When I'm with Megan in New York, I completely let go of the reins and simply follow her around. I pay zero attention to subway stops, dinner plans or even where the hell we are. My life is, at this point anyway, all about being responsible for at least three other people at all times. I'm also pretty into control just generally speaking. For whatever reason, the combination of Manhattan, which is just foreign enough and Megan, whom I have a long history of following around, allow for a child-like freedom. It is like when we were fifteen and I was on board for whatever adventure Megan had planned - even if it was just walking down to Golden Gate Market to buy a Diet Coke.
On our trip to Century 21, the giant discount department store opposite the hole that is Ground Zero, I discovered the magic of jeggings. Jeans plus leggings equal jeggings. How else to answer my greatest current fashion question? Leggings too stretchy, jeans too bulky, oh my goodness, jeggings!
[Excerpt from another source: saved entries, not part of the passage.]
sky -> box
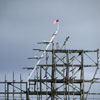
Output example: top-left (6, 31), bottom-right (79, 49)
top-left (0, 0), bottom-right (100, 82)
top-left (0, 0), bottom-right (100, 99)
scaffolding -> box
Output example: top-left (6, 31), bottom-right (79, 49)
top-left (0, 36), bottom-right (100, 100)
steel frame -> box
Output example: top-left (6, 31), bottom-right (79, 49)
top-left (0, 37), bottom-right (100, 100)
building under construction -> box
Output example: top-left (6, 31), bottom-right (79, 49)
top-left (0, 28), bottom-right (100, 100)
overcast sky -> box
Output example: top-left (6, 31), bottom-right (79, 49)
top-left (0, 0), bottom-right (100, 82)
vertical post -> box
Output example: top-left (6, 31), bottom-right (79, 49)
top-left (20, 74), bottom-right (23, 100)
top-left (66, 50), bottom-right (70, 100)
top-left (80, 51), bottom-right (84, 100)
top-left (26, 82), bottom-right (29, 100)
top-left (36, 67), bottom-right (39, 99)
top-left (13, 72), bottom-right (14, 100)
top-left (51, 42), bottom-right (55, 100)
top-left (97, 49), bottom-right (99, 69)
top-left (5, 74), bottom-right (7, 100)
top-left (72, 59), bottom-right (75, 99)
top-left (63, 59), bottom-right (66, 100)
top-left (40, 66), bottom-right (42, 100)
top-left (7, 83), bottom-right (9, 100)
top-left (46, 52), bottom-right (49, 99)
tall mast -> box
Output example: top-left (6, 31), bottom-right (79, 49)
top-left (27, 21), bottom-right (59, 81)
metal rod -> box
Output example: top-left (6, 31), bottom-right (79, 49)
top-left (80, 51), bottom-right (84, 100)
top-left (20, 74), bottom-right (23, 100)
top-left (7, 83), bottom-right (9, 100)
top-left (5, 74), bottom-right (7, 100)
top-left (28, 24), bottom-right (59, 81)
top-left (13, 72), bottom-right (14, 100)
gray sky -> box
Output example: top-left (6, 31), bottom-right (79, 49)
top-left (0, 0), bottom-right (100, 81)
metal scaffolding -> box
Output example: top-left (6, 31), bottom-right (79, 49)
top-left (0, 37), bottom-right (100, 100)
top-left (27, 39), bottom-right (100, 100)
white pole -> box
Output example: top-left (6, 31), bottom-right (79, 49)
top-left (27, 24), bottom-right (59, 81)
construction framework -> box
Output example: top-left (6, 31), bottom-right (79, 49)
top-left (0, 36), bottom-right (100, 100)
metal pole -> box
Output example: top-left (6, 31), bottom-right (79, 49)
top-left (72, 59), bottom-right (75, 99)
top-left (5, 74), bottom-right (7, 100)
top-left (26, 82), bottom-right (29, 100)
top-left (20, 74), bottom-right (23, 100)
top-left (40, 67), bottom-right (42, 100)
top-left (51, 42), bottom-right (55, 100)
top-left (28, 24), bottom-right (59, 81)
top-left (36, 67), bottom-right (39, 99)
top-left (7, 83), bottom-right (9, 100)
top-left (66, 50), bottom-right (70, 100)
top-left (46, 52), bottom-right (49, 99)
top-left (13, 72), bottom-right (15, 100)
top-left (80, 51), bottom-right (84, 100)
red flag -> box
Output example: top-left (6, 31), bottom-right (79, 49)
top-left (53, 19), bottom-right (59, 24)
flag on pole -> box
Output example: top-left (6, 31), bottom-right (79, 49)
top-left (53, 19), bottom-right (59, 24)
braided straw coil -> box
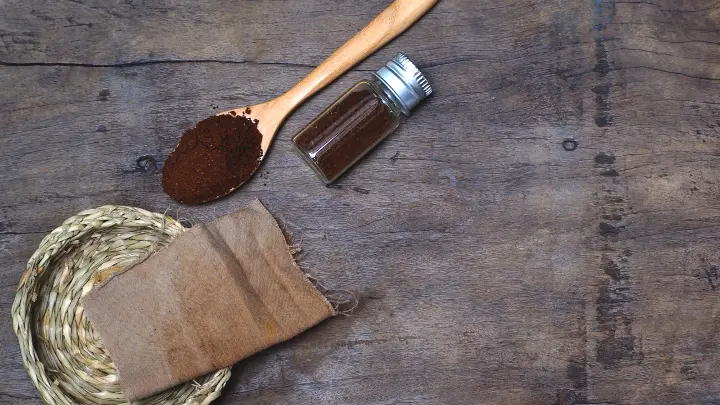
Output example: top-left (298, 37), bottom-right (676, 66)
top-left (11, 205), bottom-right (231, 405)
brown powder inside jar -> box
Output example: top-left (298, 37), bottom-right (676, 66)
top-left (162, 114), bottom-right (263, 204)
top-left (292, 83), bottom-right (397, 182)
top-left (292, 54), bottom-right (432, 184)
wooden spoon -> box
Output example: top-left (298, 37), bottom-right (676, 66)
top-left (163, 0), bottom-right (438, 204)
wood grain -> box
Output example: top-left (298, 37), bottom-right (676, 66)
top-left (1, 0), bottom-right (719, 404)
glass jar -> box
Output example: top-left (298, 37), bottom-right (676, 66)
top-left (292, 54), bottom-right (432, 183)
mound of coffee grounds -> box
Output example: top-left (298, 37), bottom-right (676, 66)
top-left (162, 114), bottom-right (263, 204)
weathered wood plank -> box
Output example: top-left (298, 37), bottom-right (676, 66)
top-left (1, 0), bottom-right (719, 404)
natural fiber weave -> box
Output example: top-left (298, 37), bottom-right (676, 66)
top-left (11, 205), bottom-right (231, 405)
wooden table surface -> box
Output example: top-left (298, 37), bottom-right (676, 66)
top-left (2, 0), bottom-right (720, 404)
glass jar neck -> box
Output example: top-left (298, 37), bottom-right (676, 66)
top-left (370, 77), bottom-right (410, 117)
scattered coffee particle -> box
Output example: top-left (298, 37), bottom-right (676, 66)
top-left (245, 107), bottom-right (252, 114)
top-left (162, 114), bottom-right (263, 204)
top-left (229, 111), bottom-right (237, 116)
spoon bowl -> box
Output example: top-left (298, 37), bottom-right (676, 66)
top-left (223, 97), bottom-right (292, 155)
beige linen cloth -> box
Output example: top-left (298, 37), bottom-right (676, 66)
top-left (82, 200), bottom-right (335, 402)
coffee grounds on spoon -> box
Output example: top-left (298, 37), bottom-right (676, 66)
top-left (162, 114), bottom-right (263, 204)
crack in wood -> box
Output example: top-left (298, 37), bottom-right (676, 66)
top-left (615, 0), bottom-right (720, 14)
top-left (0, 59), bottom-right (339, 70)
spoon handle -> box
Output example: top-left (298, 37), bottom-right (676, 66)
top-left (278, 0), bottom-right (438, 111)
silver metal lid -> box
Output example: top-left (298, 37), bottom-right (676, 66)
top-left (373, 54), bottom-right (432, 115)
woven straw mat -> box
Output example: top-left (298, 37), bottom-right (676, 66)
top-left (11, 205), bottom-right (231, 405)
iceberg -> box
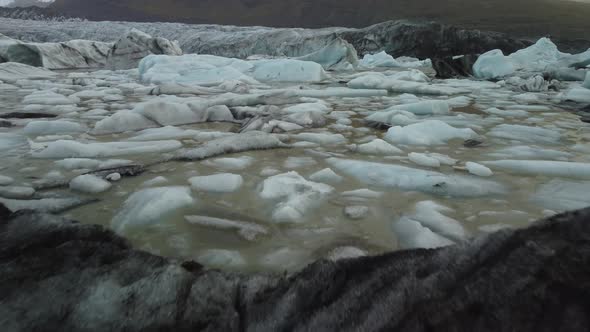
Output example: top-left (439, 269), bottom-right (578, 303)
top-left (32, 140), bottom-right (182, 159)
top-left (473, 49), bottom-right (515, 79)
top-left (189, 173), bottom-right (244, 193)
top-left (384, 120), bottom-right (477, 146)
top-left (328, 158), bottom-right (505, 197)
top-left (483, 160), bottom-right (590, 179)
top-left (139, 53), bottom-right (328, 85)
top-left (259, 171), bottom-right (334, 223)
top-left (69, 174), bottom-right (112, 194)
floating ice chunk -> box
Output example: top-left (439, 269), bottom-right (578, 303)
top-left (390, 100), bottom-right (450, 115)
top-left (359, 51), bottom-right (401, 68)
top-left (197, 249), bottom-right (246, 268)
top-left (0, 175), bottom-right (14, 186)
top-left (487, 124), bottom-right (561, 144)
top-left (562, 87), bottom-right (590, 103)
top-left (178, 131), bottom-right (287, 161)
top-left (385, 120), bottom-right (477, 145)
top-left (111, 186), bottom-right (194, 232)
top-left (344, 205), bottom-right (369, 220)
top-left (0, 186), bottom-right (35, 199)
top-left (513, 93), bottom-right (543, 103)
top-left (283, 102), bottom-right (331, 114)
top-left (365, 109), bottom-right (418, 126)
top-left (189, 173), bottom-right (243, 193)
top-left (328, 158), bottom-right (505, 197)
top-left (260, 167), bottom-right (280, 176)
top-left (309, 168), bottom-right (343, 184)
top-left (341, 188), bottom-right (383, 199)
top-left (465, 162), bottom-right (493, 177)
top-left (354, 139), bottom-right (403, 155)
top-left (408, 152), bottom-right (441, 168)
top-left (203, 156), bottom-right (254, 170)
top-left (141, 176), bottom-right (168, 187)
top-left (33, 140), bottom-right (182, 159)
top-left (139, 54), bottom-right (256, 86)
top-left (134, 100), bottom-right (203, 126)
top-left (54, 158), bottom-right (129, 171)
top-left (327, 247), bottom-right (367, 261)
top-left (393, 218), bottom-right (454, 249)
top-left (0, 62), bottom-right (57, 83)
top-left (389, 69), bottom-right (430, 82)
top-left (293, 132), bottom-right (346, 145)
top-left (23, 120), bottom-right (85, 136)
top-left (508, 37), bottom-right (567, 72)
top-left (583, 72), bottom-right (590, 89)
top-left (348, 74), bottom-right (466, 95)
top-left (259, 247), bottom-right (309, 271)
top-left (0, 133), bottom-right (28, 157)
top-left (283, 111), bottom-right (326, 127)
top-left (483, 160), bottom-right (590, 179)
top-left (473, 49), bottom-right (515, 79)
top-left (185, 215), bottom-right (268, 241)
top-left (260, 171), bottom-right (334, 223)
top-left (284, 156), bottom-right (317, 169)
top-left (69, 174), bottom-right (112, 194)
top-left (92, 110), bottom-right (156, 135)
top-left (0, 196), bottom-right (94, 213)
top-left (410, 201), bottom-right (465, 240)
top-left (482, 107), bottom-right (529, 118)
top-left (128, 126), bottom-right (200, 141)
top-left (106, 173), bottom-right (121, 182)
top-left (531, 179), bottom-right (590, 211)
top-left (23, 91), bottom-right (78, 105)
top-left (55, 158), bottom-right (101, 170)
top-left (251, 59), bottom-right (327, 82)
top-left (206, 105), bottom-right (234, 122)
top-left (35, 135), bottom-right (75, 142)
top-left (478, 224), bottom-right (513, 233)
top-left (291, 87), bottom-right (388, 98)
top-left (487, 146), bottom-right (572, 160)
top-left (429, 153), bottom-right (458, 166)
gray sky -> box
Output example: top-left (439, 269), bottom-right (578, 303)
top-left (1, 0), bottom-right (590, 6)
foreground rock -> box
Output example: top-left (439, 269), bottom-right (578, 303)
top-left (1, 205), bottom-right (589, 331)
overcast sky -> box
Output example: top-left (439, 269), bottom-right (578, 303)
top-left (2, 0), bottom-right (590, 5)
On Sunday evening I took a walk through Central Park alone, letting the crisp fall wind whip around me. As I walked contentedly, I made a series of realizations. Number one, I was strolling in New York City in a real cute new outfit, unencumbered by small children. Number two, Mihiretu is almost four. Number three, I live in Marin. It seemed that maybe, possibly, I might be on the downhill slope of the mountain of stress that's been the past eighteen months. Maybe things are getting better all the time. And so I started whistling a little tune. "I Have Confidence" from the Sound of Music. Soon I was exiting the park, walking around the block towards Megan's apartment, peeking past doormen into fancy Upper West Side lobbies. I approached two men on the otherwise empty sidewalk, deep in conversation. The one facing me looked familiar. As I grew closer, I realized it was Peter Krause, the actor from "Six Feet Under". Yay, a celebrity siting, something I had grown accustomed to in L.A. and have been sadly deprived of in Northern California. As I was abreast of them, the other man turned and faced me. I was gazing directly into the eyes of Matt Dillon. I passed and as I did, out of the corner of my eye I could see him turning, like a flower to the sun, to check me out. I was so deliciously happy for my thirteen-year-old self, the girl who lived for "The Outsiders" and "Rumblefish". When I got back to Megan's apartment, she assured me that he checks her out all the time, but that's cool, I'll still take it.
Getting back on the plane Monday afternoon, having had my full of best-friend-chatty, Malbec and jeggings, I was ready to again embrace my family. To quote my dear Maria Von Trapp, we all need to be out in the world, to be free. And how glorious it is to return to the nest and my chicks, mouth metaphorically full of worms.